3.2.3 Central laboratory

One or two laboratories in each country should be chosen as a central laboratory that will provide collective measurements. The requirements for the central laboratory should be specified so that it (1) implements reliable measures for both short- and long-term quality control, (2) ensures traceability of test results for the standardized analytes based on CRMs and value-assigned sera for enzymes, and (3) participates in the alignment of test results across central laboratories, using the reference panel of sera.

3.2.4 Quality control

In addition to standard quality control materials supplied by manufacturers, each laboratory will prepare multiple commutable specimens (mini-panel) for QC monitoring. The desirable limits of bias should be specified beforehand. The desirable limits for between- and within-day CV are set as 1/2 of CV_I (within-individual CV listed in the Westgard website:www.westgard.com/biodatabase1.htm).

3.2.5 Standardization of assays

To ensure essential traceability of test results, internationally qualified standards or CRMs should be measured for the standardized analytes.

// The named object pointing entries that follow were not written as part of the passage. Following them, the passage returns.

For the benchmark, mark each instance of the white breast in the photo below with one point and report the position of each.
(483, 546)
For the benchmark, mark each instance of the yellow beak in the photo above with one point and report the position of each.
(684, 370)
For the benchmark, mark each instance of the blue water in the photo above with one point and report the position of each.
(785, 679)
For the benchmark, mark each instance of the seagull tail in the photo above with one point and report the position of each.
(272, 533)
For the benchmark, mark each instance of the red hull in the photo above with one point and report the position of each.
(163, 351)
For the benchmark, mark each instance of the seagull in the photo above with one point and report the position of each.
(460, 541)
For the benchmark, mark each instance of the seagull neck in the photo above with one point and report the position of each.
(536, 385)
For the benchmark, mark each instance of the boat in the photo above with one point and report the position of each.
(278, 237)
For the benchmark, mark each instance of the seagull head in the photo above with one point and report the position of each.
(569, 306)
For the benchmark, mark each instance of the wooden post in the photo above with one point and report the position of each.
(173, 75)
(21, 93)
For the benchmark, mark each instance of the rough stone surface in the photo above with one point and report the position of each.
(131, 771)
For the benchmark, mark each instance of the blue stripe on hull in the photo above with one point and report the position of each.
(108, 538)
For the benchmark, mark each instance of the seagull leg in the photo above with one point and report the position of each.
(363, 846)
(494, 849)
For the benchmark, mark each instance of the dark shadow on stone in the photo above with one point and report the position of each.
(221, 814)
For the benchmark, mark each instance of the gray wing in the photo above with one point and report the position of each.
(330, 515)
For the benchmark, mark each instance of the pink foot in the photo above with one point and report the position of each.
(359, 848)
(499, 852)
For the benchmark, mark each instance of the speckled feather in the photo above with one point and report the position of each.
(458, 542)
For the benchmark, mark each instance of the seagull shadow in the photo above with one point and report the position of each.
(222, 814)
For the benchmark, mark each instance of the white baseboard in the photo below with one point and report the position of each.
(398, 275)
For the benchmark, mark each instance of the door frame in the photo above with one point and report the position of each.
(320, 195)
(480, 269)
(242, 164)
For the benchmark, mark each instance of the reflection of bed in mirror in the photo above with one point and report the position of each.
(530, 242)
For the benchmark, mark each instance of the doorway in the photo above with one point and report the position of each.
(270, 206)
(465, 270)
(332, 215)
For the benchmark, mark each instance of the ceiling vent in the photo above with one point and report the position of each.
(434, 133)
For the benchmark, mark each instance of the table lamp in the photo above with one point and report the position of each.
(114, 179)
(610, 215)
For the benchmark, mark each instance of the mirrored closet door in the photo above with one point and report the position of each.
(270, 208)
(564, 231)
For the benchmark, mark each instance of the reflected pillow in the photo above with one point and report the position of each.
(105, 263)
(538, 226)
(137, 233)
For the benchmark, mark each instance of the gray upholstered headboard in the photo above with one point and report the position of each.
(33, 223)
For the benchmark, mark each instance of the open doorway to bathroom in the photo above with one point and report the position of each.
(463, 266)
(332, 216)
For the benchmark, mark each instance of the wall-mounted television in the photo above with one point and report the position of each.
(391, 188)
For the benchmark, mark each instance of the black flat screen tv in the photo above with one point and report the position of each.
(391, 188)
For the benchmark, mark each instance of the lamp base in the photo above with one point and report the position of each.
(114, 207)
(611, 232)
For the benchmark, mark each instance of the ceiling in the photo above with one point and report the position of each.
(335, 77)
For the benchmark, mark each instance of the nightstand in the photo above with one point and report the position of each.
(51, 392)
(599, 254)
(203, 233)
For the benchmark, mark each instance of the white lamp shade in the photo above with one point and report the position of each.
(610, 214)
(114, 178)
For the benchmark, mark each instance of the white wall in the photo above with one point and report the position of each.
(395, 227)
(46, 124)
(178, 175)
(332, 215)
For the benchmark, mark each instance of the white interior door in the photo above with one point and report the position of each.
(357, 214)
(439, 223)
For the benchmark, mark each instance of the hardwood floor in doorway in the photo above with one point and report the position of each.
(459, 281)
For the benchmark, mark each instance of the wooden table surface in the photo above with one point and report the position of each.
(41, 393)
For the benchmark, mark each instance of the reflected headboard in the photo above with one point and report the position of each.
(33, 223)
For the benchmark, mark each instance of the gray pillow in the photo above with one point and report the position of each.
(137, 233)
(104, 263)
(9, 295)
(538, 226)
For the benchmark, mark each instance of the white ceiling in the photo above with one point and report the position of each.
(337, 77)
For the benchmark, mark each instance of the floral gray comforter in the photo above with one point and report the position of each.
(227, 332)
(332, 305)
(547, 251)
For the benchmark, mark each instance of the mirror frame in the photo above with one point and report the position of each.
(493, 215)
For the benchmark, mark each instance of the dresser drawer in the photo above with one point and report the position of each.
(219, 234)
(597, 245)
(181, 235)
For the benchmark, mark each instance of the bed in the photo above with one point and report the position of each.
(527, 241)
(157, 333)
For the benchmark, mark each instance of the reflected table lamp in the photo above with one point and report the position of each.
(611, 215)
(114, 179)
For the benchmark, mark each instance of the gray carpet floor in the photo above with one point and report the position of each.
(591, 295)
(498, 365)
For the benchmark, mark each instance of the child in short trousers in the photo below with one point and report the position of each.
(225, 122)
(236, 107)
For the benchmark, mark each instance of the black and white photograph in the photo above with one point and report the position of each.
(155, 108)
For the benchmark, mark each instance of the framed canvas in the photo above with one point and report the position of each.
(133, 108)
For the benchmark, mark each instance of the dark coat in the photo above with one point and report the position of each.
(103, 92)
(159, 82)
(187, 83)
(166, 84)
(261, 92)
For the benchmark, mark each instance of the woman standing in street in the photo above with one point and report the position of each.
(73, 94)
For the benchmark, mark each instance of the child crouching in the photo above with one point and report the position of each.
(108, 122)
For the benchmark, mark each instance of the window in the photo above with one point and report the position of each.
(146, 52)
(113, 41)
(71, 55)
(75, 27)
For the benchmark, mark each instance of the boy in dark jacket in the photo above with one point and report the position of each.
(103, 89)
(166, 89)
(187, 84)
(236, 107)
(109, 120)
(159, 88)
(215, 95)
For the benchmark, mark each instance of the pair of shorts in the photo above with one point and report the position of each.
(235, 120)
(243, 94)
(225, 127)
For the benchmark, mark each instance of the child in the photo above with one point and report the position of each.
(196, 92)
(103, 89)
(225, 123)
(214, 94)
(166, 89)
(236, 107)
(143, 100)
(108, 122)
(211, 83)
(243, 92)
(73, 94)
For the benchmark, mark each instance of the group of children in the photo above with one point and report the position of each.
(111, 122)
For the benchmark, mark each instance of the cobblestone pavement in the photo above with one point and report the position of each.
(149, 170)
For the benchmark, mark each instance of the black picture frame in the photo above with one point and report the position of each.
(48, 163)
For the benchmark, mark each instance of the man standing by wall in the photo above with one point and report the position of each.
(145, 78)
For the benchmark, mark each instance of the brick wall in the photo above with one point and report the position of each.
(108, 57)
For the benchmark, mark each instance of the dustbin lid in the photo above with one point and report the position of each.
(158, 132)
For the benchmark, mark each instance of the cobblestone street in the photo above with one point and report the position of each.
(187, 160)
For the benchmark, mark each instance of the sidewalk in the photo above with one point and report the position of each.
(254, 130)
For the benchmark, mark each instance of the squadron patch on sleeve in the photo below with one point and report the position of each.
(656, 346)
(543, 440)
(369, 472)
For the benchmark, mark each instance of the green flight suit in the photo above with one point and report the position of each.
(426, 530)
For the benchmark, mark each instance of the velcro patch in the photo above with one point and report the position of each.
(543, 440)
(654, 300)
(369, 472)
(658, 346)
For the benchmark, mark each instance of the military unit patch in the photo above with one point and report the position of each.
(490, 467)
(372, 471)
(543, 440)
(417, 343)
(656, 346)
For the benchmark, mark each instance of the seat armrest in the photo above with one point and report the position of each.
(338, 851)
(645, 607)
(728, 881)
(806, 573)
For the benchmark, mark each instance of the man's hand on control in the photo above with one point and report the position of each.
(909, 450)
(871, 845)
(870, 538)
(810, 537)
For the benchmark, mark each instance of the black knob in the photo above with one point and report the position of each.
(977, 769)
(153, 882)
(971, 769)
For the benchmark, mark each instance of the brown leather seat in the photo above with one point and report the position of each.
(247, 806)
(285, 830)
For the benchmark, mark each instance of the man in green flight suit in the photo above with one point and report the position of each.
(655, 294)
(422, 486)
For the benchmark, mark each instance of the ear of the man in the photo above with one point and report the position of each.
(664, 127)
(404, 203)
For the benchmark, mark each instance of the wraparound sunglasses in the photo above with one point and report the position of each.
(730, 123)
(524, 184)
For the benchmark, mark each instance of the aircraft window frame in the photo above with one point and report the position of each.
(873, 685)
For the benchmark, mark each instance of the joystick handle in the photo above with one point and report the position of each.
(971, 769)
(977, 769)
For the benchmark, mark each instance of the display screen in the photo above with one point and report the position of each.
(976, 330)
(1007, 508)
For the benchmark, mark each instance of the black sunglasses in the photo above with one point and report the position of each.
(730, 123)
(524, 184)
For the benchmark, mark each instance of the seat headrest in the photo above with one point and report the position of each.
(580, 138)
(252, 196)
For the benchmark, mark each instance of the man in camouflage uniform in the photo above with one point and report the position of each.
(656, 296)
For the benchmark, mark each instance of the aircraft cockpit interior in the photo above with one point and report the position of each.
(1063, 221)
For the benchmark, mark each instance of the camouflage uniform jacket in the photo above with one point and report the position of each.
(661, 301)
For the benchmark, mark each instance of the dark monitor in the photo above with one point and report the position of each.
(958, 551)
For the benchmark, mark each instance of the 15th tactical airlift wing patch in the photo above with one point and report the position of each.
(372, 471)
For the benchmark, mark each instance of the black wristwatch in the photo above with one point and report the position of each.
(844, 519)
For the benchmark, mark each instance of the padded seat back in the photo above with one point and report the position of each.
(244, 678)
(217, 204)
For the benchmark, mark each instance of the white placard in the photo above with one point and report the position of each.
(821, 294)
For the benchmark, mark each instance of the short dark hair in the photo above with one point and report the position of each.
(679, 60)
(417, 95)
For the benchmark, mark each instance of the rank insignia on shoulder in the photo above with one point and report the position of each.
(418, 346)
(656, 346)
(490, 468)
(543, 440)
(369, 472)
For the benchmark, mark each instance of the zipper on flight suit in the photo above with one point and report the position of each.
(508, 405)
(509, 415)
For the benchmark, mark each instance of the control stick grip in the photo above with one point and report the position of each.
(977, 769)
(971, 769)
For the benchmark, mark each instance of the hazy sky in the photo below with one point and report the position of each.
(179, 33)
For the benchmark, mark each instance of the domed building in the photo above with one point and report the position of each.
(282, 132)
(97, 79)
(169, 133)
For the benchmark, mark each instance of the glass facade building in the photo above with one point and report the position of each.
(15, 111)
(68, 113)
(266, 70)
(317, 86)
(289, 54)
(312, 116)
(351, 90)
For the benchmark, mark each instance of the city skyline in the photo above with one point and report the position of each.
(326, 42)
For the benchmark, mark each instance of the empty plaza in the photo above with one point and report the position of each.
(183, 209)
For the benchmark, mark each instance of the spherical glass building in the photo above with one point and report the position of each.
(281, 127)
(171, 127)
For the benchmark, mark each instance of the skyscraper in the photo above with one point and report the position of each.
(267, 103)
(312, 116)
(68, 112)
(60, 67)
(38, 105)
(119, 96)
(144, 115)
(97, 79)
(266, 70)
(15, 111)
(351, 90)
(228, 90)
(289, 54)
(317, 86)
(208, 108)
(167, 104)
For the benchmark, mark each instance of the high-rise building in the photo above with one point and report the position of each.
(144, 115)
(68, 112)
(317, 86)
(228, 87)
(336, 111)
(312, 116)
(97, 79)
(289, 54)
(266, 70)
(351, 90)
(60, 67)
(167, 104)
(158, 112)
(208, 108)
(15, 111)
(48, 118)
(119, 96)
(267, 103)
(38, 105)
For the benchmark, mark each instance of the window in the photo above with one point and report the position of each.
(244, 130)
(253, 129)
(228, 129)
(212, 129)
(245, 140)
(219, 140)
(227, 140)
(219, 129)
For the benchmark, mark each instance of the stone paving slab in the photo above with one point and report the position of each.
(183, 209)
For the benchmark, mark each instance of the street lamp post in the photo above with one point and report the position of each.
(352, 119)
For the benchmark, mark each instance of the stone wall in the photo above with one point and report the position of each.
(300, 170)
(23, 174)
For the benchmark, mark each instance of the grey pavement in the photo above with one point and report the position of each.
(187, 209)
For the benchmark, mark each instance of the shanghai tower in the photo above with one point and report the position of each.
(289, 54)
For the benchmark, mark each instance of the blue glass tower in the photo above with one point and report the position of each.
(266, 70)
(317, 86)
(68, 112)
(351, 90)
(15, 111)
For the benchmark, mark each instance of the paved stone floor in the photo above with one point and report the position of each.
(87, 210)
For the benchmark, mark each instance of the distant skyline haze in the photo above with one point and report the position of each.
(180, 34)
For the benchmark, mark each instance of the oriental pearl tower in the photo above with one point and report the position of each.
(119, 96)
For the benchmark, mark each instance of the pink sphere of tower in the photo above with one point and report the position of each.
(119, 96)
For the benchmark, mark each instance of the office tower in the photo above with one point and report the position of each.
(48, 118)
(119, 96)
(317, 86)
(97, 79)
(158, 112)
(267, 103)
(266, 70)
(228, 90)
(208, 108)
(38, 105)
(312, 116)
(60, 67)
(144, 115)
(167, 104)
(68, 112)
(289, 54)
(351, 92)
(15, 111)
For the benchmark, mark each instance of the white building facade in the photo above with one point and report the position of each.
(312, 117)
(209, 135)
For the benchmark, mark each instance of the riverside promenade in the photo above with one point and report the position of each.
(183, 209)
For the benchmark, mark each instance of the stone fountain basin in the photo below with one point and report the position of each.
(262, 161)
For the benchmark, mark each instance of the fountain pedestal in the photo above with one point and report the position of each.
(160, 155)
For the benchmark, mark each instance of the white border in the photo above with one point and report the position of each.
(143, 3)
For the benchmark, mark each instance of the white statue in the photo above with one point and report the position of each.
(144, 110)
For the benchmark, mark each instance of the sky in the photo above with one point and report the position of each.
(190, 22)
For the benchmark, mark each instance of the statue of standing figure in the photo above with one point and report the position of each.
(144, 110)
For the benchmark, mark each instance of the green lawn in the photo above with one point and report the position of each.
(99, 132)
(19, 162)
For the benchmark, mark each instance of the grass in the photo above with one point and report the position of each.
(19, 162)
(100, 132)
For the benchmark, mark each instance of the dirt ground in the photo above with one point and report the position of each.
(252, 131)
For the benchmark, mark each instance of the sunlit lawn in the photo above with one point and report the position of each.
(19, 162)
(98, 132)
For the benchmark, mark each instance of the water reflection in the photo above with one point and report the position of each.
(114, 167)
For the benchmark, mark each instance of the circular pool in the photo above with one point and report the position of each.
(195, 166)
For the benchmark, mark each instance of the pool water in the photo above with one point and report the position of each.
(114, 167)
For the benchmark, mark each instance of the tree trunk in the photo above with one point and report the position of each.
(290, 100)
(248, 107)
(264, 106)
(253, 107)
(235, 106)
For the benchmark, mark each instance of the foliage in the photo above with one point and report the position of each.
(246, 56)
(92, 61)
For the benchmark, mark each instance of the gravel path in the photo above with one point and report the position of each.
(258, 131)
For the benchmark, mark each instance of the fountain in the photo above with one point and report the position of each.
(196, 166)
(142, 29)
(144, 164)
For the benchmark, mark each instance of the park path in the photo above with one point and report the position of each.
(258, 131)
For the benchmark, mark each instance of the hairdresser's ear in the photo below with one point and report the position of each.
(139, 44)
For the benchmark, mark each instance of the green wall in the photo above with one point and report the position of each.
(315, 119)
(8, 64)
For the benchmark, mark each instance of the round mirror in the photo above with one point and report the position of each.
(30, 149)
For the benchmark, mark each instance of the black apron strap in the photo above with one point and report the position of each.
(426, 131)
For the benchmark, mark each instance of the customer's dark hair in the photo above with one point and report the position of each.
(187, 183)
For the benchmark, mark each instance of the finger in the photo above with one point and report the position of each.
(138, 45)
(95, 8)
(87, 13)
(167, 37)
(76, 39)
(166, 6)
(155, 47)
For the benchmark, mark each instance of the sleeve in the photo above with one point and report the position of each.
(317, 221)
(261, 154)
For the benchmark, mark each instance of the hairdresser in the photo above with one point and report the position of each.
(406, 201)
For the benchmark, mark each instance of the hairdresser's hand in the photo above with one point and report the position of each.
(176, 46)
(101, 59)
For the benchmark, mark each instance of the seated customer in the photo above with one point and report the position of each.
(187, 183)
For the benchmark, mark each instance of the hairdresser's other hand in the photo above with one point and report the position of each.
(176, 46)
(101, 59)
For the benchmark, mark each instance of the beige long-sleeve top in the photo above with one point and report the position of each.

3.2.6 Cross-comparison of values

A panel of sera composed of 40 sera prepared from healthy individuals should be divided into at least four aliquots each, to be tested on different days in order to determine between-day variation of the test results. The between-day variation of test results should also be monitored by the QC specimens and recorded.

3.3.1 Data analysis

3.3.2 Report of test results

Only after all the specimens have been analyzed and the RIs have been derived should the test results be returned to the volunteers. A sheet with a given participant’s printed test results should be sealed in an envelope with the ID label on the outside. The local representative should be asked to give this to the corresponding individual by referring to the name from the informed consent form with the same ID number. Each individual’s test results and the newly-derived, country-specific RIs will be reported to the volunteers after all the measurements in each country have been completed, together with an explanatory sheet for the interpretation of the test results.